Restaurants have been forced into several adjustments, such as pricing and hiring retirees.
The restaurant industry is still facing its fair share of pandemic-related challenges. Both producers and consumers have seen prices for food, rent, gasoline, and a bevy of other goods increase steadily over the last year and even more so in the last few months.
The producer price index, or wholesale inflation, increased 8.6 percent in October year-over-year. Beef and veal (41.5 percent), pork (17 percent), and fats and oils (44.5 percent), each saw significant increases in cost, according to the Bureau of Labor Statistics. The cause for skyrocketing prices can partially be traced back to continued disruption of the supply chain. In late October, Goldman Sachs reported that roughly 77 ships were outside docks in Long Beach and Los Angeles, waiting to unload $24 billion worth of goods.
Staffing issues continue to plague operators of franchise and independent restaurants, as well. Accommodation and food services had 1.4 million job openings in September, according data from the Bureau of Labor Statistics. That’s up from 751,000 last year.
“If somebody said to me last year that 2021 would be harder than 2020 I would have laughed in their face,” Jim Balis, managing director of CapitalSpring’s Strategic Operation Group, says. “But here we are. Who knew operating in a post-pandemic setting would be harder than operating in a pandemic?”
CapitalSpring is a private investment firm that focuses specifically on investing in the restaurant industry. The firm has invested $2 billion in more than 60 brands across North America.

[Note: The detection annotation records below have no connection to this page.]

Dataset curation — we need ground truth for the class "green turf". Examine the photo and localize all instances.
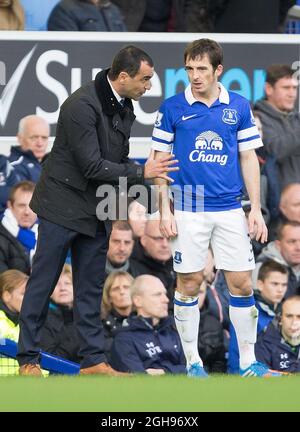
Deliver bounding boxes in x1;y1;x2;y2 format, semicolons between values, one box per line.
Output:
0;376;300;412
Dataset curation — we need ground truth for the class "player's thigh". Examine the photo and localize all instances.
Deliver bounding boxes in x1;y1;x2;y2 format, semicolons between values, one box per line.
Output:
211;208;255;272
170;210;212;273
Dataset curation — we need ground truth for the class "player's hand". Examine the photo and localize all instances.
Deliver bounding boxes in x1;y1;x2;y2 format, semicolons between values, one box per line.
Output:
159;210;177;239
144;150;179;182
248;209;268;243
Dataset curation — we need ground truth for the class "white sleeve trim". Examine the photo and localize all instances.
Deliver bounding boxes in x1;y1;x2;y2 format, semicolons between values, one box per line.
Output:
239;138;263;151
238;126;259;140
152;128;174;142
151;140;172;153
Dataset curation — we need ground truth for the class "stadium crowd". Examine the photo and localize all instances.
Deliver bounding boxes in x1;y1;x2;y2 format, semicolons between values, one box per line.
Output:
0;0;300;375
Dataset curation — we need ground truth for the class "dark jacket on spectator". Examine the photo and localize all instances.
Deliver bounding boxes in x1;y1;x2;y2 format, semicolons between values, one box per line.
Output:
110;316;185;374
9;146;42;183
255;100;300;188
255;320;300;372
198;299;226;373
102;309;128;360
228;291;281;374
48;0;127;31
0;223;30;274
129;242;176;301
0;155;18;214
40;303;80;363
252;241;300;298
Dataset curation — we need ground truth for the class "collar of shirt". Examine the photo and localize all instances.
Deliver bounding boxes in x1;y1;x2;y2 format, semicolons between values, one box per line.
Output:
107;77;124;103
184;83;229;105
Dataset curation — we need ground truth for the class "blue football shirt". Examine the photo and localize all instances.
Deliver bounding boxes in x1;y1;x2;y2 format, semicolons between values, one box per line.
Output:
152;83;263;211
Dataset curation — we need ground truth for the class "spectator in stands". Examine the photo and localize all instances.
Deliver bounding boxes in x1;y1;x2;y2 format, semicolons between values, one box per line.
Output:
228;260;288;373
111;275;185;375
253;111;280;224
101;271;133;359
0;155;18;215
279;182;300;223
0;181;38;274
0;0;24;30
128;201;147;240
198;262;226;373
129;219;176;307
268;183;300;240
252;221;300;298
255;64;300;189
105;221;134;274
0;270;28;376
41;264;80;362
255;295;300;372
21;0;59;31
9;115;49;183
48;0;127;31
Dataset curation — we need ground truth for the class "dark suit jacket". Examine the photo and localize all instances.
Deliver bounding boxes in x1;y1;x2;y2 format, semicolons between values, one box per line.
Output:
31;70;144;236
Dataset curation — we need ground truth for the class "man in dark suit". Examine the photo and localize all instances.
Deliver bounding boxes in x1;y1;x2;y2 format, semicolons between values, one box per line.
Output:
17;46;177;376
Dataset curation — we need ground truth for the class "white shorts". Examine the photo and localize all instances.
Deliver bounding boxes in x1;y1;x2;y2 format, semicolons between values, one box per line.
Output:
170;208;255;273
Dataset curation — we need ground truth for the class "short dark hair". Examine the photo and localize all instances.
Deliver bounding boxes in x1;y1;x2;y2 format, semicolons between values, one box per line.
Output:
108;45;154;81
257;260;288;282
112;220;132;232
184;39;223;70
8;180;35;204
266;64;295;87
276;220;300;240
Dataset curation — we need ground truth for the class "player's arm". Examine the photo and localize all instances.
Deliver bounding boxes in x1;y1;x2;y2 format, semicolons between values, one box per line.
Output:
240;149;268;243
154;151;177;238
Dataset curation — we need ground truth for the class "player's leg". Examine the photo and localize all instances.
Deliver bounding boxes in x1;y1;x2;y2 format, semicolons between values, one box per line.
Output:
224;271;258;369
174;271;203;369
171;211;211;376
211;209;279;376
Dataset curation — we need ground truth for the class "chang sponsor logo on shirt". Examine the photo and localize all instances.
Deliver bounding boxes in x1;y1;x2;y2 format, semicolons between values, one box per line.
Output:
189;131;228;165
146;342;162;358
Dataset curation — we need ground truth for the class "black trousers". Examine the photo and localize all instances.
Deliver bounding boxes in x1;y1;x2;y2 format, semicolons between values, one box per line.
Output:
17;219;108;368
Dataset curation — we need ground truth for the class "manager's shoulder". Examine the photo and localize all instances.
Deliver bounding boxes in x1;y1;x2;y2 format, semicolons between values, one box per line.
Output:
228;90;250;106
61;81;98;109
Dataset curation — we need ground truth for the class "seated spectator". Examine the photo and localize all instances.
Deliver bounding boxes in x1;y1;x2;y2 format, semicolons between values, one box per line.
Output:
9;115;49;183
228;261;288;373
0;270;28;376
21;0;59;31
0;181;38;274
111;275;185;375
129;219;176;300
101;271;133;359
48;0;127;32
40;264;80;363
0;155;18;216
280;182;300;223
255;64;300;189
255;296;300;373
253;111;280;224
105;221;134;274
0;0;24;30
128;201;147;240
252;221;300;298
268;183;300;240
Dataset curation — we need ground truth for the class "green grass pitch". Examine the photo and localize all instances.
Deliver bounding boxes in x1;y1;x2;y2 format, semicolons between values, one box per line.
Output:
0;375;300;412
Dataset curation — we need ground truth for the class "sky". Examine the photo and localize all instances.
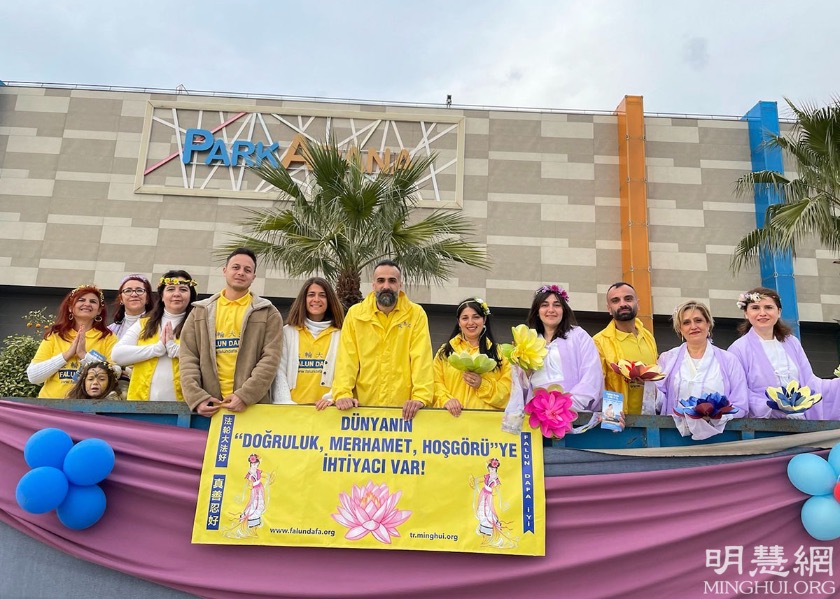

Balis says one of the major issues the industry continuously deals with is the gummed-up supply chain. Operators are aware of consequences brought on by delays (increased costs of goods, equipment shortages, etc.), but he says new issues are arising.
The effects of inflation are being felt and restaurant owners must determine how to salvage margins.
“Right around the beginning of Q2 is when we started to see those [inflationary] pressures hit,” he says. “We have close to 3,000 restaurants that we’re involved with and through that we started speaking with experts and various brands to discuss with them how to be proactive and reactive to what was happening in the market at that time … It’s really about protecting margins.”
The easiest way for restaurants to offset inflation and protect margins is through pricing, Balis says.
“Historically restaurants have taken price one to two times a year,” he says. “We’re seeing companies take price four times this year, with another price increase potentially coming.”
As menu prices increase it would be logical to think customers would be weary of spending more money on the same product that cost less just months ago, but that isn’t the case says Balis. Because inflation is happening across the board (at gas stations, grocery stores, etc.) consumers are not turned off by the costs passed onto them.
“At some point the consumer is going to say enough is enough,” he says. “But today, grocery costs are going up, as well. The consumer is looking at the alternative and realizing going out to eat isn’t much more than cooking at home, and in some cases dining out is potentially less expensive.”
Brands can also save costs through other direct measures like managing their utilities more effectively. Balis says restaurants should look into technologies that do a better job of managing climate inside stores and energy consumed by equipment that isn’t being operated. According to the consumer price index, energy costs were up 30 percent in October compared to a year ago. Restaurants can also leverage kiosks, which are contactless and help with labor costs.
Properly staffing restaurants continues to be another major issue operators are facing. With many companies increasing wages, offering better benefits, and enticing potential hires with incentives like free child care, those looking to fill open positions are forced to get creative when it comes to attracting new talent.
Balis says some restaurants under the CapitalSpring umbrella have used nontraditional methods. Potential hires will sometimes be offered a $250 cash bonus or $100 worth of Bitcoin. Many of them, he says, end up selecting Bitcoin.
“We’ve had some success offering Bitcoin as an incentive to come work for us,” he says. “We’ve seen some success with that both in getting applicants and retention. … We’ve had to be very scrappy around labor.”
Being scrappy means seeking potential hires from unusual pools of workers. Balis says some restaurants have had success hiring retirees. Hiring someone who was formerly retired fills the obvious need for workers, but it also has an unforeseen benefit, he says. The older workers in many instances provide a morale boost in the restaurant and often act as a mentor and parental figure for the other workers while on the clock.
“They’ve been very good for the culture,” he says. “That’s been a positive consequence.”
While there isn’t a panacea for the issues surrounding staffing shortages and supply chain hold ups, Balis says morale in the industry isn’t waning. He says he hopes to see relief from inflationary pressures by Q2.
Those in the business are strapping in and figuring out the best way to face the issues plaguing their industry, he says. Owners are doing their best to adapt to a challenging landscape, being pragmatic when they can, and saving on costs when possible. Having to secure goods through different vendors or settling for lesser quality paper products is becoming more common, but that isn’t a deterrent.
“We’re just reacting to it,” Balis says. “Navigating through the stormy waters of the supply chain. Rather than wallowing in the misery of it all, we’re saying now is the time. It really is a reflection of who we are as operators. I think that’s more of the mentality right now.”